Phones recognise artworks
17 March, 2017
A new smartphone application scans artworks and provides users with information about their author and history, reports Artprice. The app is called Smartify and serves as your “personal digital art curator”. Its creator Thanos Kokkiniotis described it to News Scientist as a combination of the music discovery service Spotify and music recognition app Shazam - but for visual works.
Using advanced image recognition and augmented reality, Smartify provides people with additional information about artworks after a simple scan with their smartphone camera. You can also save a digital copy of your favourite painting to your personal virtual gallery.
The app should be available globally in May of this year for all the artworks at the Rijksmuseum in Amsterdam and the Wallace Collection in London and selected artworks at the Louvre in Paris, France, and the Metropolitan Museum of Art in New York.

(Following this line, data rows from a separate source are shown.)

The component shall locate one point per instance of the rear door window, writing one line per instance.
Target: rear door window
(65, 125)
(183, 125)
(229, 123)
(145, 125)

Smartify plans to expand its service to include information on collections of various museums around the world.
A similar app was developed in 2016 by German entrepreneur Magnus Resch, whose creation, immodestly called Magnus, was largely intended for trade purposes, pulling up the name of the artwork’s author and its price.
Once again, using their smartphone camera to scan the item, gallery visitors could receive information on the artist, title and painting technique as wells as market price data. However, the app angered many art dealers and Apple was inundated with complaints from popular websites supporting market price databases such as Artfacts and Artsy, who insisted that some of the data was copied from them without authorisation. Finally, in August of this year Magnus was removed from the AppStore but its creator plans to launch It again.